Friday, August 21, 2009

Seasonal Changes

The wind is whipping the tree in the front yard, and fall weather is in the air. I love this season and want to be outdoors all of the time. Our tree reminds me of how lucky I am. Many years ago, thirty-five to be exact, when I was married with young children and we had only one car, I would take my ex to work if I needed the car to take the kids to a doctor appointment. We would drive down the street I now live on, past this house which always caught my eye. In fall, the huge maple tree three doors down made me catch my breath. It towered like a coloful umbrella reaching into the sky, a beautiful autumn masterpiece. How I wished I could live in this house, on this street in this part of suburbia instead of South City. I fell in love with the truck farm which stretches the whole block down the west side of the road. Instead of ten or twelve houses across the street to gawk at, I would oogle acres of vegetables and beds of pansies, and hear cars honking constantly at the two old farmers as they worked their fields.

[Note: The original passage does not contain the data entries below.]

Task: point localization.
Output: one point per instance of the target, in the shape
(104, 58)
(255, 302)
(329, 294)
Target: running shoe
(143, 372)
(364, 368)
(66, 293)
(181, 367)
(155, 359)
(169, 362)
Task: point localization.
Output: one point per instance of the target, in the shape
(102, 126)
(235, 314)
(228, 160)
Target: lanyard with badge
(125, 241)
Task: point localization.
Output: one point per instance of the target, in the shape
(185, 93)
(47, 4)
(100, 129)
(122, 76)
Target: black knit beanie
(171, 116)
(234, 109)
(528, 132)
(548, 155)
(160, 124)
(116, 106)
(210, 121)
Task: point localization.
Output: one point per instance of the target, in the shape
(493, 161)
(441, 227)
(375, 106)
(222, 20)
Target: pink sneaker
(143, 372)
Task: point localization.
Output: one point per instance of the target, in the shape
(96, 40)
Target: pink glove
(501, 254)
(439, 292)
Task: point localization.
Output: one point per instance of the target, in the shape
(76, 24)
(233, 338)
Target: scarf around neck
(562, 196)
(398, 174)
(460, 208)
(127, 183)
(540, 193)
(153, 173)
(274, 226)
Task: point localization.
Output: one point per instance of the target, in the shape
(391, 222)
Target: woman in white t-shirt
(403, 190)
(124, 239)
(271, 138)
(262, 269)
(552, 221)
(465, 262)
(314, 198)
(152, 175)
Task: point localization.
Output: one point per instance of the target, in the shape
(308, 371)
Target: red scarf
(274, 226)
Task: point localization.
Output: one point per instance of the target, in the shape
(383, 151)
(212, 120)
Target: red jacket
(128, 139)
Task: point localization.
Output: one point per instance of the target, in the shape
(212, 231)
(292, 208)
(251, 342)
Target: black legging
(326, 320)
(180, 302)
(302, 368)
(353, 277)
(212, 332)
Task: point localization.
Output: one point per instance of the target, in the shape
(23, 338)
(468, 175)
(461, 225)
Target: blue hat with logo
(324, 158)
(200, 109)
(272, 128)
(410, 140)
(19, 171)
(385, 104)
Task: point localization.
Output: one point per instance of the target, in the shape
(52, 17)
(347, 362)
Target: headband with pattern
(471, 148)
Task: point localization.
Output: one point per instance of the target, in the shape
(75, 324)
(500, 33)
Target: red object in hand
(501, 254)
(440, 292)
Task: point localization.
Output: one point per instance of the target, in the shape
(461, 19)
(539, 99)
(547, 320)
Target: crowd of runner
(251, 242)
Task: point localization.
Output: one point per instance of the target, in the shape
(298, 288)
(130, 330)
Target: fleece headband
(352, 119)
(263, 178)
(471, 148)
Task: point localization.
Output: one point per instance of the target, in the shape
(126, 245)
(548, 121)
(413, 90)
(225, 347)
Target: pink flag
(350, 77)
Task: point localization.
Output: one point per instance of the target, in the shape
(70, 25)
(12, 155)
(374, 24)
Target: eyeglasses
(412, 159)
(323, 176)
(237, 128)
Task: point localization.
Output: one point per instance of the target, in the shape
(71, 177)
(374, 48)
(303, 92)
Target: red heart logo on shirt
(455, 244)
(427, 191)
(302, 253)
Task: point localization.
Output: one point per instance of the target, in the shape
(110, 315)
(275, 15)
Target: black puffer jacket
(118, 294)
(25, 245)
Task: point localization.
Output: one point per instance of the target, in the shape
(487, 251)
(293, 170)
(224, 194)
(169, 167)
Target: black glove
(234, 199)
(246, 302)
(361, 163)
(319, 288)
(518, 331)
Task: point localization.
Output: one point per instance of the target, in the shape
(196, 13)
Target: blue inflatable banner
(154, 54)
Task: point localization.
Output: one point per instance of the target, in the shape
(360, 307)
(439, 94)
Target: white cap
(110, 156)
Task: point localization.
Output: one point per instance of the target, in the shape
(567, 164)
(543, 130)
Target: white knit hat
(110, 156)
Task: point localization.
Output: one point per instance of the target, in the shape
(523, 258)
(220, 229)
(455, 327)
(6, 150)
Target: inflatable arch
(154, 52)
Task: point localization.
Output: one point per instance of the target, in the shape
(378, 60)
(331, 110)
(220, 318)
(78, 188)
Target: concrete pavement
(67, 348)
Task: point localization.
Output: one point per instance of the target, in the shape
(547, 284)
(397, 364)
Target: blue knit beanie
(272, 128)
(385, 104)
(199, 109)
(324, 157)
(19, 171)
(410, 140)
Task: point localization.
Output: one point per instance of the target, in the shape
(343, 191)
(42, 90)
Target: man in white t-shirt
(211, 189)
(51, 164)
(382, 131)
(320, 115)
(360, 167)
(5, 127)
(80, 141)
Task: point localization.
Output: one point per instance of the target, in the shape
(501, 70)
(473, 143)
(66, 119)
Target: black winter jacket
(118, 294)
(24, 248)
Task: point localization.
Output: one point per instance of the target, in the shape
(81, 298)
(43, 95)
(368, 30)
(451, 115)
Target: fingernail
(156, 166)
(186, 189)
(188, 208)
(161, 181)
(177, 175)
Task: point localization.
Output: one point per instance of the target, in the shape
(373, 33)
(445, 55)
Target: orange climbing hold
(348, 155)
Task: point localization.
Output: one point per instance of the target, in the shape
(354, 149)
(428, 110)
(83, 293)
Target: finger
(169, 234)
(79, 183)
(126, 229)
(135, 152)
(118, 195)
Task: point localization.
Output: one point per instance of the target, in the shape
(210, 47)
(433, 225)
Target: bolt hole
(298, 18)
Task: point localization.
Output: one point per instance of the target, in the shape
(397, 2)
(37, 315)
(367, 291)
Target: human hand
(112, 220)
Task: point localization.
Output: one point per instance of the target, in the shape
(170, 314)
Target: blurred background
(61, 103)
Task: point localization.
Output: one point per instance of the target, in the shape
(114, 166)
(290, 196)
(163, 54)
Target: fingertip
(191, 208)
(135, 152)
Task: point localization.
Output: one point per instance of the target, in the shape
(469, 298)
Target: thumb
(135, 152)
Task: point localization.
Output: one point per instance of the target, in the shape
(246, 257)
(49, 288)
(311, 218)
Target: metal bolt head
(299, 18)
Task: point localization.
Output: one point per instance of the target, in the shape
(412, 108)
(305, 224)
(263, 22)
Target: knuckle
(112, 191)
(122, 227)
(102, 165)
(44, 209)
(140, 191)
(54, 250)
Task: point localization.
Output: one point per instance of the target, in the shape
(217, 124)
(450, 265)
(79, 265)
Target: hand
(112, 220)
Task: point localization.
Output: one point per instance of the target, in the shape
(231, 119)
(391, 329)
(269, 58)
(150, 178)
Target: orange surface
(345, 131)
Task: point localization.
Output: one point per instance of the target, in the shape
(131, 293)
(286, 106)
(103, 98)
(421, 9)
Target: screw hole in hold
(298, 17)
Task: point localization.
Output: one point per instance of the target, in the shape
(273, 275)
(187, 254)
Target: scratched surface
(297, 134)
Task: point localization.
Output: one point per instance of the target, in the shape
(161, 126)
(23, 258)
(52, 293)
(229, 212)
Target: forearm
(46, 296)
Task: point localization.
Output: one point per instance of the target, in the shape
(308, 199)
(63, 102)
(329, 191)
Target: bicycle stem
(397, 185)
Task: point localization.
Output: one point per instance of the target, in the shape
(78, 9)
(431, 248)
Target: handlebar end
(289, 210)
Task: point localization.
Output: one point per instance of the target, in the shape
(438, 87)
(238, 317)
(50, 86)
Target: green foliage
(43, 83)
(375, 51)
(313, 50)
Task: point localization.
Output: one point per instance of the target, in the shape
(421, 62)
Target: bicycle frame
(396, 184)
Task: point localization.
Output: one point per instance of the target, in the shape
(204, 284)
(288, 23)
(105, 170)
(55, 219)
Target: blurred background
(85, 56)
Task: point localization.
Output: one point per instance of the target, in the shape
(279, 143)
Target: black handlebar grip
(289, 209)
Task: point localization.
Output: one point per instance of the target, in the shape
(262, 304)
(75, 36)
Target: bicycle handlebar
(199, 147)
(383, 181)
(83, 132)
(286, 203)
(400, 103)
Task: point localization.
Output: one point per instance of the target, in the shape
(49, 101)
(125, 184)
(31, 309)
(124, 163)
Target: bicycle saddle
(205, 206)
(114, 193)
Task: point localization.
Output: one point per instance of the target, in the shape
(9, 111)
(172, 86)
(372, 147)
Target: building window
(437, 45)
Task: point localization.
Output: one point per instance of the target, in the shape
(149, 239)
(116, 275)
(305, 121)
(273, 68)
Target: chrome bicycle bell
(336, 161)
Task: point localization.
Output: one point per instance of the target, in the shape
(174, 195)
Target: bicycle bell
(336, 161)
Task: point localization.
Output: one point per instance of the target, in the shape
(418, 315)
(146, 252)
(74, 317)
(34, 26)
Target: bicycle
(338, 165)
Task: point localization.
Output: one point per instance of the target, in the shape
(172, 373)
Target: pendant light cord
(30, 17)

In the late summer of my life, happily remarried, my second husband and I bought the house I had always desired, in the neighborhood I wanted, down the street from the breathtaking maple tree I loved, across the street from the small farm which captured my attention everytime I passed by. For the past fifteen years, I have been so lucky to be able to sit outside on a main street and watch traffic pass by and the farmers at work. Just beyond their property, the flow of interstate traffic hums.

In the autumn of my life, I sit outside and contemplate my blessings. I think I have figured out one of life's secrets: patience.

The farmers, now in the winter of their lives are unable to plant a crop, and the fields have gone to weeds, and the passing cars no longer honk their horns at the old boys who used to tend their fields from sun up to sun down. As the seasons change, I feel the winds shifting. It is not a cold, harsh, frightening wind; it is warm and comforting. I can only hope that my children and grandchildren, who are always in search of more-more-more right NOW, can learn to slow down, be patient and wait. Gifts are abundant and waiting.